A new way to sort data to procure insights is emerging called the knowledge graph. For publishers, content is the most important data asset. However, journal articles (and other content) are expressed in formats ideally suited for transmittal and display—not as data for analysis.
Creating a knowledge graph to sort through this data, put it in order, and glean insights will be the topic of Bob Kasenchak’s, director of business development, Access Innovations, Inc., USA, Data Summit 2019 presentation titled, “From Structured Text to Knowledge Graphs: Creating RDF Triples From Published Scholarly Data.”
The sixth annual Data Summit conference will be held in Boston, May 21-22, 2019, with pre-conference workshops on May 20. Registration is now open.
“I’m speaking about graph databases and specifically what I want to focus on is how publishers can leverage the structured information they already have to build knowledge graphs,” Kasenchak said.
In scholarly publishing journal articles are written in XML formats, which is a structured format to deliver information, he explained.
This format is designed for transmission and display but the problem is that 900,000 articles in XML is not a good database, it’s a content repository and it’s not good for querying.

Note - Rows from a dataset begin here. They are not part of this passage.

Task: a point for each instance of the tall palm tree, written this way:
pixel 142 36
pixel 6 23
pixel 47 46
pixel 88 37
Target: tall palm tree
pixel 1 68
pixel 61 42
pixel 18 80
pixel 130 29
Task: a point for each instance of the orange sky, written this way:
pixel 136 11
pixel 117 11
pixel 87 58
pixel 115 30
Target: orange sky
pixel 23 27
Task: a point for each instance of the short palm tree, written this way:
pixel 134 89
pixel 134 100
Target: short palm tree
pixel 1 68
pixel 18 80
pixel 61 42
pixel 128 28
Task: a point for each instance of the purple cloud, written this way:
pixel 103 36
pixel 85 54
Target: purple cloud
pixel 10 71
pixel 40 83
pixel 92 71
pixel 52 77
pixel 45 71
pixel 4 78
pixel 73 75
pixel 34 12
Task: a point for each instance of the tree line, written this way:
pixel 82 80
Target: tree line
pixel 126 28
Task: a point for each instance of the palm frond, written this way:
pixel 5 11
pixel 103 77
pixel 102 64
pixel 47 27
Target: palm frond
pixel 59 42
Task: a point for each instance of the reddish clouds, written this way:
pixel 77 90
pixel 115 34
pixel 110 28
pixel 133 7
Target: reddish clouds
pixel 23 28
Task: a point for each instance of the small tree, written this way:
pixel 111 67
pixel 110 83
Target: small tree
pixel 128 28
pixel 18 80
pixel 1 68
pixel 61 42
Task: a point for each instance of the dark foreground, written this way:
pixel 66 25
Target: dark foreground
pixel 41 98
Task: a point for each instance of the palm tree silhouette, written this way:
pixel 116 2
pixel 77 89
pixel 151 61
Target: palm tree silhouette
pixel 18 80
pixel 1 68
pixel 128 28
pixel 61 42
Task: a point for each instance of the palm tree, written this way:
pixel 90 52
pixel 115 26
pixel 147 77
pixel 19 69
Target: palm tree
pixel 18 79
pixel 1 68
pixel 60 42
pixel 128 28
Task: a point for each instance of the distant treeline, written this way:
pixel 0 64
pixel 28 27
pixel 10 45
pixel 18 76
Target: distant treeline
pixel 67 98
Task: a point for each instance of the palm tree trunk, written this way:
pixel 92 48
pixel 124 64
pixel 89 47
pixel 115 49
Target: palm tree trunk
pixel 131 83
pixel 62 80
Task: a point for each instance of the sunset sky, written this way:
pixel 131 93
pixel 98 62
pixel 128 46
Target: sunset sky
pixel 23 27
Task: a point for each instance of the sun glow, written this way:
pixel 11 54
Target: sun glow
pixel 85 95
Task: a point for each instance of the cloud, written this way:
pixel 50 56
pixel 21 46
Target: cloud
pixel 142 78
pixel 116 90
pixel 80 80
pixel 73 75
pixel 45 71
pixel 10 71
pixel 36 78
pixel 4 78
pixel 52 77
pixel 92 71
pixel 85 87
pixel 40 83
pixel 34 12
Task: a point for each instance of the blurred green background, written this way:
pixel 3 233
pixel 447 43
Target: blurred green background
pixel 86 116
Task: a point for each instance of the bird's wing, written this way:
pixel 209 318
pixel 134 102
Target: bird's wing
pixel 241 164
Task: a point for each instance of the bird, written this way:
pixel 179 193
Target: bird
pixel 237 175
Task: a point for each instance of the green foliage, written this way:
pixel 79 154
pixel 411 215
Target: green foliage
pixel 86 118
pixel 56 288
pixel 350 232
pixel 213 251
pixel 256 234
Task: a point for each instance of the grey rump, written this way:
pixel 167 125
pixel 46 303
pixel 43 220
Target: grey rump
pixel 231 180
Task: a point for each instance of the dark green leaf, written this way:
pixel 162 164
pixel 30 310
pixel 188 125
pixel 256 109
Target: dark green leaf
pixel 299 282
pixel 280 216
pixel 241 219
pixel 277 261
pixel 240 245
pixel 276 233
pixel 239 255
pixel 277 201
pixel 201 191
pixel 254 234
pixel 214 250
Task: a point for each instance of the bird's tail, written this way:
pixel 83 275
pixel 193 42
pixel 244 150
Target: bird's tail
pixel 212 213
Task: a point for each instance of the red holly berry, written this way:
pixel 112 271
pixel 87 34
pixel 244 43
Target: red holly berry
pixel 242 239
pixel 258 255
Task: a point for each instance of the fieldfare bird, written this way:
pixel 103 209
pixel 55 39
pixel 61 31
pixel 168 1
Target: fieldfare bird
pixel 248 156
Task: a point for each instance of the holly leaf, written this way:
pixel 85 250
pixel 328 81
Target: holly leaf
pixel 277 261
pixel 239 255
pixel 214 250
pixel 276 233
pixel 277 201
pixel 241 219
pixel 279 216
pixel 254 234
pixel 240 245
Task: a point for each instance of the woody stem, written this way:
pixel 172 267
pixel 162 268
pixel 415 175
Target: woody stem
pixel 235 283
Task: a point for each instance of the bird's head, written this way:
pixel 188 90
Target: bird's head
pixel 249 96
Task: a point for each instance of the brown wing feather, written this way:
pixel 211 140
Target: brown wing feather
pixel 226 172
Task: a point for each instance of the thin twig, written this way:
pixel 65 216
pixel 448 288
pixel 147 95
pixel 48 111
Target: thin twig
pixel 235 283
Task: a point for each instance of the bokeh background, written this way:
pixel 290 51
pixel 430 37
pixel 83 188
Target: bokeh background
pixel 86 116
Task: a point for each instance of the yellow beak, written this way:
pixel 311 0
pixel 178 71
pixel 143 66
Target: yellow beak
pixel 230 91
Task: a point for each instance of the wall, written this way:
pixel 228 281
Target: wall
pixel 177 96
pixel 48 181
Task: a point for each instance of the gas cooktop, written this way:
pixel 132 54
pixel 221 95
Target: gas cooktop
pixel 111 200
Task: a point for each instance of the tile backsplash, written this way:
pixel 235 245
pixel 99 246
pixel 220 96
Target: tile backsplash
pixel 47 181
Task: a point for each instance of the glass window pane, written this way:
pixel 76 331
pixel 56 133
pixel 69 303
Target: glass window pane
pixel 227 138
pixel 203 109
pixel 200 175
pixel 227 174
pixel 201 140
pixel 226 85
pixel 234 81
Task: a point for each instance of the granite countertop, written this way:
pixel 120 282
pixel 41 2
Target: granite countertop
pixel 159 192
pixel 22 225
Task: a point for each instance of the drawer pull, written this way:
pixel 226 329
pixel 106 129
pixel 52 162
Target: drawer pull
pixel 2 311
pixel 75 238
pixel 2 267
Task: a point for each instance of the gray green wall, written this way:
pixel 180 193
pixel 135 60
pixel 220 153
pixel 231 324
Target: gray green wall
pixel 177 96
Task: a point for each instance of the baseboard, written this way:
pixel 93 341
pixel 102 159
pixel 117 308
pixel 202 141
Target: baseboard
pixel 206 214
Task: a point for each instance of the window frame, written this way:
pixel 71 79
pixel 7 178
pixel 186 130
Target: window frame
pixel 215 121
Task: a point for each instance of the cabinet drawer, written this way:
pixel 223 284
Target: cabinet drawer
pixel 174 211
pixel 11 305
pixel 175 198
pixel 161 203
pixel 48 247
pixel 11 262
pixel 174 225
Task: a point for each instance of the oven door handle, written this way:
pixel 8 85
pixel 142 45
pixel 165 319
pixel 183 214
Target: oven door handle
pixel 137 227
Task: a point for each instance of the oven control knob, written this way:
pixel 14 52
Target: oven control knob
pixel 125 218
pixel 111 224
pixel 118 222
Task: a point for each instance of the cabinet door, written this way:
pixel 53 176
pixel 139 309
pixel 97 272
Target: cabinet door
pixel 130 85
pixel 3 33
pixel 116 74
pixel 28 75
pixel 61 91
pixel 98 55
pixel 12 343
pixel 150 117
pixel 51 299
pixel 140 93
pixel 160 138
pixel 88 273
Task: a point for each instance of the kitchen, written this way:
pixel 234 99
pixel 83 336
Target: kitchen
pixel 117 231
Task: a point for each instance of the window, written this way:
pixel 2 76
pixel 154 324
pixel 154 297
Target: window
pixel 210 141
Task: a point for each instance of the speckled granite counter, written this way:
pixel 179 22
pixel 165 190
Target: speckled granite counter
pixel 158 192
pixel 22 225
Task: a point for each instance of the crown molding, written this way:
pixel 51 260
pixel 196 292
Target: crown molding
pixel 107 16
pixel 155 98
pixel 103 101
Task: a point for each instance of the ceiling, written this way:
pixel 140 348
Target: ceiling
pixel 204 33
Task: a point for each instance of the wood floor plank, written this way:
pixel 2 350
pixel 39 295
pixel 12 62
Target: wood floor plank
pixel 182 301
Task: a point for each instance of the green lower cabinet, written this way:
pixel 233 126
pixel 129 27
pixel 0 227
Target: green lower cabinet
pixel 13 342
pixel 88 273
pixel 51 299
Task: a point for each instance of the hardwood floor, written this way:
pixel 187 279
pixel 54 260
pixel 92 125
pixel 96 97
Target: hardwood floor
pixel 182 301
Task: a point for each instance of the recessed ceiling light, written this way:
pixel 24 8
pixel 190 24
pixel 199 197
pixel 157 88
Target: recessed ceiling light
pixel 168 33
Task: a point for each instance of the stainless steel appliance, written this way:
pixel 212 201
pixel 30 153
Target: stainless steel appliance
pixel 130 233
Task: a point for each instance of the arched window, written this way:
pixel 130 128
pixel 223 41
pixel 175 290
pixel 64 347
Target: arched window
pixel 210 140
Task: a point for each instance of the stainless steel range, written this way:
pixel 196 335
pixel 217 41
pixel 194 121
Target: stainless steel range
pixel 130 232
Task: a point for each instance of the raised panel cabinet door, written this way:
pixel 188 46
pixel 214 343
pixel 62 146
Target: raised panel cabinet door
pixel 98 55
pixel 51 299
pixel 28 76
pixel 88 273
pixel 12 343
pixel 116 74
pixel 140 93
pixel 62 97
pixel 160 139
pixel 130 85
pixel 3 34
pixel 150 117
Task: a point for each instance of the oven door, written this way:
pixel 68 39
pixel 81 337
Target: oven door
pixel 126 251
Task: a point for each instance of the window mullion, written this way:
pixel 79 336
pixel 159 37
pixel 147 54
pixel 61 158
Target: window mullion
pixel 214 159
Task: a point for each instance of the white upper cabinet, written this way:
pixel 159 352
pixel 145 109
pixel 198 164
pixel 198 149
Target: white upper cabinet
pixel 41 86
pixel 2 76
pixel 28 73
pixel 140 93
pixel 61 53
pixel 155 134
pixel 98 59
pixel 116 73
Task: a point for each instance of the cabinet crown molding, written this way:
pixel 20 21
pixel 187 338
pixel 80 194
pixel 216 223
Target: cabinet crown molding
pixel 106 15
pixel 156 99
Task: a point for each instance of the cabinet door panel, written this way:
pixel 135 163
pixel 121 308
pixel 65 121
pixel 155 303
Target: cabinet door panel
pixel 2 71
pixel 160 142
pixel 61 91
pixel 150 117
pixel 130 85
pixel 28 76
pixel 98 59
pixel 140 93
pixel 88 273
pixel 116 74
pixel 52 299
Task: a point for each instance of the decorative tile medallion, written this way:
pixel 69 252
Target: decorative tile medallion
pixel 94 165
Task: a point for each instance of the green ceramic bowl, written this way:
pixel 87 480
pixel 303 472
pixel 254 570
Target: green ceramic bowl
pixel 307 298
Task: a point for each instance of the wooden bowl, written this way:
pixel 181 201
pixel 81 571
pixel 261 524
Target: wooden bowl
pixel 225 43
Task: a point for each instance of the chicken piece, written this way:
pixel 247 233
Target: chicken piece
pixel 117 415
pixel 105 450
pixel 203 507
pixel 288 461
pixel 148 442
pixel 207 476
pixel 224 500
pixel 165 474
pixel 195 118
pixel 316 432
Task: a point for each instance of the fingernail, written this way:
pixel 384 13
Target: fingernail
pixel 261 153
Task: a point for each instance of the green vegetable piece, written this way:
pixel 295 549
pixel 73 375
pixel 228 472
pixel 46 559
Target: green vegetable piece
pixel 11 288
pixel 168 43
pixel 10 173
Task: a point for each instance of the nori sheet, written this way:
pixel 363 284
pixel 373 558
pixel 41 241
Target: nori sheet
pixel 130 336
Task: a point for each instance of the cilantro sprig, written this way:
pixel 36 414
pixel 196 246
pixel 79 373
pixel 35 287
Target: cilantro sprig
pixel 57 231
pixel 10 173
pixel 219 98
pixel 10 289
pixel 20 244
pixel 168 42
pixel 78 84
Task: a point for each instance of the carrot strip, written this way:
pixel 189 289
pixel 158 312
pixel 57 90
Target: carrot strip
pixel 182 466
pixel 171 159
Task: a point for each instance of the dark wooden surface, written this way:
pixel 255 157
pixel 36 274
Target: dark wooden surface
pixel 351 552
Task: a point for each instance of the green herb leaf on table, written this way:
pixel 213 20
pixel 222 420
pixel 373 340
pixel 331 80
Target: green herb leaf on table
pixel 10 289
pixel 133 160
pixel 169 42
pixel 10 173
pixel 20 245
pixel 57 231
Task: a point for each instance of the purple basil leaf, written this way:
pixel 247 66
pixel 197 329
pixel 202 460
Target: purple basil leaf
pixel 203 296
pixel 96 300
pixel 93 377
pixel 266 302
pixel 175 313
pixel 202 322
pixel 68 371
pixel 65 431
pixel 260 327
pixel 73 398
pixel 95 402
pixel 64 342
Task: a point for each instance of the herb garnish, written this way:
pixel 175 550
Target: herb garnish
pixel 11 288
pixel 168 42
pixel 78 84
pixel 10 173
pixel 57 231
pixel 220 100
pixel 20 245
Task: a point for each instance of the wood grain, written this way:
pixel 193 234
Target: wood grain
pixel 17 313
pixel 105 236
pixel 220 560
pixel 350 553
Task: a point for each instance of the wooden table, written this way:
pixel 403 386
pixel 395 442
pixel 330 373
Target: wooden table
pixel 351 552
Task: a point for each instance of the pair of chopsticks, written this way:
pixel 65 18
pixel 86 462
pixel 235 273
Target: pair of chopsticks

Since data is fielded it can extracted from XML and put it in RDF Triples to create a knowledge graph, Kasenchak said.
“For publishers, their largest data asset is their content but their content isn’t treated like data, it’s treated like content,” Kasenchak said. “The idea is that they can derive a great amount of value out of their content as a data asset.”
This will be Kasenchak’s first time at Data Summit and he’s looking forward to see what other people in the field are doing around semantic technologies and taxonomies.
“I do a lot of work for publishers and I’m looking forward to finding out what people are doing with semantics with corporate products,” Kasenchak said.
He predicts that attendees will continue to crowd around machine learning, cognitive computing, and AI sessions.
“I’m interested in new database technologies and what’s going on with neural nets, cognitive computing, machine learning, and AI because lots of people talk about it but it’s not clear to me that it’s actually being implemented in all the places that it is,” Kasenchak said. “They have the potential to be extremely disruptive.”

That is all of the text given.